The step of forming the SiGe semiconductor layer on a part of the surface of the silicon substrate may be a step of epitaxially growing the SiGe semiconductor layer partially in a predetermined region on the silicon substrate, The SiGe semiconductor layer may be epitaxially grown on the entire surface, and then the SiGe semiconductor layer may be etched to leave the SiGe semiconductor layer partially in a predetermined region on the silicon substrate.
According to this manufacturing method, a semiconductor device in which the SiGe semiconductor layer is accurately formed at an appropriate position in the n-type drift layer can be manufactured. It is possible to manufacture a semiconductor device in which a reverse current hardly occurs during a diode recovery operation and the IGBT has a low on-voltage.

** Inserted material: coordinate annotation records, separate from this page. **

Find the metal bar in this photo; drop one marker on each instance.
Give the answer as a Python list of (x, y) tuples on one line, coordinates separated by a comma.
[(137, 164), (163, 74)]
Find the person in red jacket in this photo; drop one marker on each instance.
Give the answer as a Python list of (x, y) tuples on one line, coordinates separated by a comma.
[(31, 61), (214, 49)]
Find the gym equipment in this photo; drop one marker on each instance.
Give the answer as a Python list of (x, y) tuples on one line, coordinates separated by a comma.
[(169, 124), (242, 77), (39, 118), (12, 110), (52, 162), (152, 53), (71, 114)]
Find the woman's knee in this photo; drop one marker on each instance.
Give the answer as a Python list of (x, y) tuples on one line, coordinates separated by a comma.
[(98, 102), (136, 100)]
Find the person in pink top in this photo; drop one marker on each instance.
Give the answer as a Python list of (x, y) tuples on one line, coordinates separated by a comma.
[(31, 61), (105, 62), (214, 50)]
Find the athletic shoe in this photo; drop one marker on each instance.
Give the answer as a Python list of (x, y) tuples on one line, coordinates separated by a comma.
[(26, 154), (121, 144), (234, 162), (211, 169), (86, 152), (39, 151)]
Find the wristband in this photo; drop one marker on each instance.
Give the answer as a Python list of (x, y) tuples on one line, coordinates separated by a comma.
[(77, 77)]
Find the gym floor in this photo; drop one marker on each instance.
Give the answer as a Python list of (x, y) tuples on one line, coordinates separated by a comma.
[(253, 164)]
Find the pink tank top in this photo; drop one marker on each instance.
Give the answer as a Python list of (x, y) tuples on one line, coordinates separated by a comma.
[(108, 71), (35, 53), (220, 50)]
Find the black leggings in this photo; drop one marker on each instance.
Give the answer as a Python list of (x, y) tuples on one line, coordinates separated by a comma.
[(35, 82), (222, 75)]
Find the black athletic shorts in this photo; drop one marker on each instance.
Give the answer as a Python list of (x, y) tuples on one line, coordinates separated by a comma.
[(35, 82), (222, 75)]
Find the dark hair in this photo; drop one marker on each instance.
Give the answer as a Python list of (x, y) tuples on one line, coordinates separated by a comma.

In the manufacturing method described above, it is preferable to form a SiGe semiconductor layer containing at least one of C and O.
According to such a configuration, the reverse current during the recovery operation of the diode can be further reduced.

1 is a schematic cross-sectional view of a semiconductor device 10. FIG. Sectional drawing explaining the manufacturing process of the semiconductor device 10 in a 1st manufacturing method. Sectional drawing explaining the manufacturing process of the semiconductor device 10 in a 1st manufacturing method. Sectional drawing explaining the manufacturing process of the semiconductor device 10 in a 1st manufacturing method. Sectional drawing explaining the manufacturing process of the semiconductor device 10 in a 1st manufacturing method. Sectional drawing explaining the manufacturing process of the semiconductor device 10 in a 1st manufacturing method. Sectional drawing explaining the manufacturing process of the semiconductor device 10 in a 1st manufacturing method. Sectional drawing explaining the manufacturing process of the semiconductor device 10 in a 2nd manufacturing method. Sectional drawing explaining the manufacturing process of the semiconductor device 10 in a 2nd manufacturing method. Sectional drawing explaining the manufacturing process of the semiconductor device 10 in a 2nd manufacturing method. FIG. 7 is a schematic cross-sectional view of a modified semiconductor device.

The structure of the Example described in detail below is listed first.
(Feature 1) The SiGe layer is formed immediately above the cathode layer of the diode.
(Feature 2) The SiGe layer is made of a SiGe semiconductor having a Si composition ratio of 0.9 to 0.7.
(Feature 3) The SiGe layer contains either C or O. The concentration of C is 0.1 to 2 mol%. The concentration of O is 10 ¹⁷ to 10 ¹⁸ atoms / cm ³ .
(Feature 4) The SiGe layer contains an n-type impurity having substantially the same concentration as the drift layer other than the SiGe layer.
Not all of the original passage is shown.